Background The VIGOUR Study was a large (n = 8076) randomised, double-blind, clinical trial comparing the GI safety of rofecoxib 50 mg. once daily to naproxen 500 mg twice daily. The median duration of follow-up was 9.0 months.

Objectives To describe the baseline patient characteristics and prior drug treatment by geographic region, for one of the largest cohorts of RA patients ever studied.

Methods We examined demographic characteristics, disease status, history of GI problems, and medication history for subgroups of patients from Europe (EUR, N = 1051); Latin America (LA, N = 2746); and North America (NA, N = 3795).
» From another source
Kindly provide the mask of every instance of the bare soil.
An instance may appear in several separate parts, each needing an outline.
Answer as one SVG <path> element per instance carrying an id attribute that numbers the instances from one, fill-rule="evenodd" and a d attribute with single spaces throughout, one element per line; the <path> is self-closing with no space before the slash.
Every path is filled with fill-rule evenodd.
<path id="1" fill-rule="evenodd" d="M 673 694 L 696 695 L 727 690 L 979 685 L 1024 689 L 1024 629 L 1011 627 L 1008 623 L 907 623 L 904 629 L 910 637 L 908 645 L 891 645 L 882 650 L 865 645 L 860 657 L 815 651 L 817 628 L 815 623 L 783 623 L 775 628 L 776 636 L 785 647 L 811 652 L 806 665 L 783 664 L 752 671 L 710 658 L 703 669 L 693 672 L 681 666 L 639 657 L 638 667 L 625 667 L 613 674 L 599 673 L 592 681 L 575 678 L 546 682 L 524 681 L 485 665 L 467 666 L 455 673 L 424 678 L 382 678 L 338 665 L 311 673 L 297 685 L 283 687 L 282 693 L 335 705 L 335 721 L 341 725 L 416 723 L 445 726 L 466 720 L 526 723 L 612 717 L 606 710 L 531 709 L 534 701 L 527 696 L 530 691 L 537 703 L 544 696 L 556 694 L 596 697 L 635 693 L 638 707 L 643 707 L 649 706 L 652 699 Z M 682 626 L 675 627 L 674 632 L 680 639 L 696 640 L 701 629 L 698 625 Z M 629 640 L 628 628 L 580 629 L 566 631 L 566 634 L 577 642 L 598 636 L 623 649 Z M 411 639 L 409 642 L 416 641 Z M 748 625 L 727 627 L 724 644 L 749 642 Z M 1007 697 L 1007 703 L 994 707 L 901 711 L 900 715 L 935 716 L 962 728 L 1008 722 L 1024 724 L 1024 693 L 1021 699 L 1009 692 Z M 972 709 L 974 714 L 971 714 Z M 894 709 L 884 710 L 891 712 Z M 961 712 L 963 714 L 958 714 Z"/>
Results Baseline demographic characteristics were fairly comparable across regions. Most patients were female: 79% in EUR, 88% in LA, and 74% in NA. The respective mean ages were 58, 56, and 60 years, with 23%, 18%, and 32% over age 65. The participants had mean disease duration of 11, 10, and 11 years, and the majority of patients were in ARA functional class II (54%, 56%, 53%). In EUR, 70% were known to be seropositive with 81% in LA and 68% in NA. The proportions of patients known to have erosions on hand x-rays varied across regions (86%, 73%, 45%), as did the percentage with rheumatoid nodules (25%, 23%, 43%). The mean patient global disease activity scores were 2.2, 2.0, and 1.9 on a scale of 0–4, and mean investigator global disease activity scores were 2.1, 1.8, and 1.9 on a scale of 0–4. While the proportions of patients taking NSAIDs at baseline were similar (87%, 84%, 81%), the proportion taking corticosteroids in LA (72%) was much higher than in EUR (52%) and NA (46%). At baseline, patients had taken an average of 3.4, 2.8, and 3.0 DMARDs with the following proportions having ever taken individual medications in EUR, LA, and NA respectively: MTX: 70%, 76%, 71%; corticosteroids: 81%, 88%, 79%; hydroxychloroquine: 43%, 62%, 51%, injectable gold: 49%, 21%, 29%, sulfasalazine: 56%, 15%, 21%. The newest DMARDs had been used by only a handful of patients in EUR and LA; in NA, 4% had used etanercept and 7% had used leflunomide. 7%, 7%, and 9% of the patients reported a prior history of a GI ulcer or bleed at baseline, and 17%, 24%, and 20% reported dyspepsia within 14 days prior to baseline. 12%, 10%, and 14% had stopped an arthritis medication at some time due to abdominal pain. 28% of the LA patients had changed their arthritis medication in the previous year; compared to 50% in EUR and 46% in NA.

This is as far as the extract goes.